# Any other firefighters?



## FL.cowboy (Oct 15, 2010)

Any firefighters on MIMB? 

Sent from my PG86100 using Tapatalk


----------



## speedman (Nov 3, 2010)

Jrpro is! 



On the forums instead of working tapatalk for iPhone 4


----------



## 08GreenBrute (Jul 13, 2009)

i have been a volunteer for a few years now and i love it


----------



## FL.cowboy (Oct 15, 2010)

Nice I'm a paid guy. 2 years in so far. 

Sent from my PG86100 using Tapatalk


----------



## Polaris425 (Dec 16, 2004)

I did a year or 2 of Volunteer.


----------



## jrpro130 (May 10, 2009)

im paid...going on 2 years but 2 different places


----------



## FL.cowboy (Oct 15, 2010)

Where you at jr. I'm with orange county 

Sent from my PG86100 using Tapatalk


----------



## FL.cowboy (Oct 15, 2010)

I give a lot of respect to the vol. There are some days I wouldn't.do it for free 

Sent from my PG86100 using Tapatalk


----------



## jrpro130 (May 10, 2009)

FL.cowboy said:


> Where you at jr. I'm with orange county
> 
> Sent from my PG86100 using Tapatalk


sunrise...just west of fort laud, i have a few friends for orange and seminole co.


----------



## FL.cowboy (Oct 15, 2010)

jrpro130 said:


> sunrise...just west of fort laud, i have a few friends for orange and seminole co.
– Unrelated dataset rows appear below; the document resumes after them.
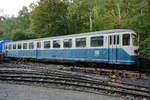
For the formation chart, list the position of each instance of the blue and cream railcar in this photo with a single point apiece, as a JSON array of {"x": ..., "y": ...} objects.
[{"x": 110, "y": 46}]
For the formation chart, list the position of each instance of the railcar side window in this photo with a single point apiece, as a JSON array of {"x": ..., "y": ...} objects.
[
  {"x": 81, "y": 42},
  {"x": 56, "y": 44},
  {"x": 67, "y": 43},
  {"x": 19, "y": 46},
  {"x": 31, "y": 45},
  {"x": 38, "y": 44},
  {"x": 14, "y": 46},
  {"x": 6, "y": 47},
  {"x": 126, "y": 39},
  {"x": 114, "y": 39},
  {"x": 46, "y": 44},
  {"x": 24, "y": 45},
  {"x": 10, "y": 47},
  {"x": 110, "y": 40},
  {"x": 118, "y": 39},
  {"x": 97, "y": 41}
]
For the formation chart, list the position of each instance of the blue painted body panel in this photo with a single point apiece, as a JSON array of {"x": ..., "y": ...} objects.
[
  {"x": 100, "y": 55},
  {"x": 1, "y": 44}
]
Nice. My uncle just retired from Margate after 36 years. The station I'm at is a split house. Orange county engine and a seminole county rescue. 

Sent from my PG86100 using Tapatalk


----------



## Litenyaup (Aug 28, 2011)

I was with Indian river county for about 1 1/2 years. Got laid off now I'm voll for malabar keeping my certs current. I'm with palm bay utilities try to transfer over to palm bay fire rescue.


----------



## FL.cowboy (Oct 15, 2010)

We hire up here through out the year if your intrested

Sent from my PG86100 using Tapatalk


----------



## TxFireman1972 (Jan 16, 2012)

Professional here. This year will be 20 years. Beaumont Fire Department in Beaumont Tx. Local 399.


----------



## MOSTHATED59 (Apr 24, 2011)

I'm not technically a firefighter but I went through fire school. I'm apart of our fire squad for my chemical plant and a Hazmat specialist.


----------



## tony1j (Mar 11, 2011)

Been in the fire service for around 12 years now.


----------



## FL.cowboy (Oct 15, 2010)

Glad to see there is a good amount of us 

Sent from my PG86100 using Tapatalk


----------



## bstomper (Jan 9, 2012)

Full time industrial and Volunteer Cheif in my community. 18 years in the service.


----------



## bstomper (Jan 9, 2012)

MOSTHATED59 said:


> I'm not technically a firefighter but I went through fire school. I'm apart of our fire squad for my chemical plant and a Hazmat specialist.


In my books that makes you a firefighter.


----------



## FL.cowboy (Oct 15, 2010)

Amen to that brother. I have run some fire calls at my local power plant... that is some scary stuff yall deal with there.


----------



## MOSTHATED59 (Apr 24, 2011)

Ya. It can def. get a little tricky out there sometimes. But I work with a good group of guys. They make sure I make it home everyday I return the favor to all of them.


----------



## Freebird (Feb 20, 2012)

East central fla here(palm bay). just started year 25 and the end is within sight! lets get to muddin brothas! ya'll b safe out there! EVGH-FTMPTB


----------



## Stimpy (Jan 26, 2012)

Been a volunteer goin on three years now.


----------